Bad iSCSI I/O performance on Xen 4.6

classic Classic list List threaded Threaded
4 messages Options
Reply | Threaded
Open this post in threaded view
|

Bad iSCSI I/O performance on Xen 4.6

Jean-Louis Dupond
Hi,

We are hitting some I/O limitation on some of our Xen hypervisors.
The hypervisors are running CentOS 6 with Xen 4.6.6-12.el6 and 4.9.105+
kernels.

The hypervisors are attached with 10G network to the SAN network. And
there is no congestion at all.
Storage is exported via iSCSI and we use multipathd for failover.
Now we see a performance of +-200MB/sec write speed, but only a poor
20-30mb/sec read speed on a LUN on the SAN.
This is while testing this on dom0. Same speeds on domU.

If I do the same test on a Xen 4.4.4-34.el6 hypervisor to the same LUN
(but attached with 1G), I max out the link (100MB read/write).

On the same storage network we also have a bare metal machine, and there
we have 400-500MB/sec read-write performance on the same LUN!

So it really looks like the Xen 4.6 hypervisors are reaching some
bottleneck. But we couldn't locate it yet :)
The hypervisor's dom0 has 8 vCPU and 8GB RAM, which should be plenty!


Anything we could try to improve the speeds?

Thanks
Jean-Louis


_______________________________________________
Xen-users mailing list
[hidden email]
https://lists.xenproject.org/mailman/listinfo/xen-users
Reply | Threaded
Open this post in threaded view
|

Re: Bad iSCSI I/O performance on Xen 4.6

Jean-Louis Dupond
Maybe an important addition:

I did some iperf testing on the 10G machines (on dom0), and we almost
max-out the 10G link.
So it seems like the nic's are performing like they should.

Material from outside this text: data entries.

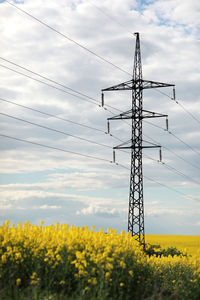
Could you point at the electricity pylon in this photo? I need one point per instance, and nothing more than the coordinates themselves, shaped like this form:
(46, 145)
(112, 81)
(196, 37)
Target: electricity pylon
(136, 143)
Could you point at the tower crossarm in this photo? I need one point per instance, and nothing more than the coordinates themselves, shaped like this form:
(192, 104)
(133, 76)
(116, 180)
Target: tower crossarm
(134, 145)
(127, 85)
(151, 114)
(144, 84)
(147, 84)
(131, 114)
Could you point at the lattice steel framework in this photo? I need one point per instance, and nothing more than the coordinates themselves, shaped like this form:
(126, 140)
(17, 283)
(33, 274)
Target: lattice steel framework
(136, 143)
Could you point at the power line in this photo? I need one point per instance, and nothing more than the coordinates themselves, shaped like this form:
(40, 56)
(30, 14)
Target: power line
(66, 37)
(179, 139)
(111, 18)
(46, 78)
(173, 152)
(91, 100)
(55, 130)
(52, 86)
(92, 157)
(54, 148)
(161, 184)
(181, 105)
(187, 111)
(51, 115)
(180, 173)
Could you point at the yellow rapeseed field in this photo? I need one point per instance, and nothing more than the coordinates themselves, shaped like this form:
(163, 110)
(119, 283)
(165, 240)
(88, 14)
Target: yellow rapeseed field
(81, 263)
(185, 243)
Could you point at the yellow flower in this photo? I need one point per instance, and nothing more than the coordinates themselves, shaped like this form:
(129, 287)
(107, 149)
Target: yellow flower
(18, 281)
(131, 273)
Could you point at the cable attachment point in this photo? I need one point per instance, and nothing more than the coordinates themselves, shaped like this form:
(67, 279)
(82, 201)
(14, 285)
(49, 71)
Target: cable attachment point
(102, 99)
(108, 127)
(174, 94)
(160, 154)
(167, 124)
(114, 156)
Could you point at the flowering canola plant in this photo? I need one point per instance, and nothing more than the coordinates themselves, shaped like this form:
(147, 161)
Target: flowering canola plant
(74, 261)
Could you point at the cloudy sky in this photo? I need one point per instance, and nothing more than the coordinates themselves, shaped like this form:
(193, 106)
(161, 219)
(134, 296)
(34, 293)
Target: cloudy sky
(50, 97)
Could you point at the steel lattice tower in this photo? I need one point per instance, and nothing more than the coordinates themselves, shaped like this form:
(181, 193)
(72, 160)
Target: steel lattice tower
(136, 143)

On 08-10-18 13:10, Jean-Louis Dupond wrote:

> Hi,
>
> We are hitting some I/O limitation on some of our Xen hypervisors.
> The hypervisors are running CentOS 6 with Xen 4.6.6-12.el6 and
> 4.9.105+ kernels.
>
> The hypervisors are attached with 10G network to the SAN network. And
> there is no congestion at all.
> Storage is exported via iSCSI and we use multipathd for failover.
> Now we see a performance of +-200MB/sec write speed, but only a poor
> 20-30mb/sec read speed on a LUN on the SAN.
> This is while testing this on dom0. Same speeds on domU.
>
> If I do the same test on a Xen 4.4.4-34.el6 hypervisor to the same LUN
> (but attached with 1G), I max out the link (100MB read/write).
>
> On the same storage network we also have a bare metal machine, and
> there we have 400-500MB/sec read-write performance on the same LUN!
>
> So it really looks like the Xen 4.6 hypervisors are reaching some
> bottleneck. But we couldn't locate it yet :)
> The hypervisor's dom0 has 8 vCPU and 8GB RAM, which should be plenty!
>
>
> Anything we could try to improve the speeds?
>
> Thanks
> Jean-Louis
>


_______________________________________________
Xen-users mailing list
[hidden email]
https://lists.xenproject.org/mailman/listinfo/xen-users
Reply | Threaded
Open this post in threaded view
|

Re: Bad iSCSI I/O performance on Xen 4.6

Dario Faggioli-4
In reply to this post by Jean-Louis Dupond
[Adding Roger]

On Mon, 2018-10-08 at 13:10 +0200, Jean-Louis Dupond wrote:

> Hi,
>
> We are hitting some I/O limitation on some of our Xen hypervisors.
> The hypervisors are running CentOS 6 with Xen 4.6.6-12.el6 and
> 4.9.105+
> kernels.
>
> The hypervisors are attached with 10G network to the SAN network.
> And
> there is no congestion at all.
> Storage is exported via iSCSI and we use multipathd for failover.
> Now we see a performance of +-200MB/sec write speed, but only a poor
> 20-30mb/sec read speed on a LUN on the SAN.
> This is while testing this on dom0. Same speeds on domU.
>
> If I do the same test on a Xen 4.4.4-34.el6 hypervisor to the same
> LUN
> (but attached with 1G), I max out the link (100MB read/write).
>
Right. But, if I've understood correctly, you're changing two things (I
mean between the two tests), i.e., the hypervisor and the NIC.
(BTW, is dom0 kernel the same, or does that also change?).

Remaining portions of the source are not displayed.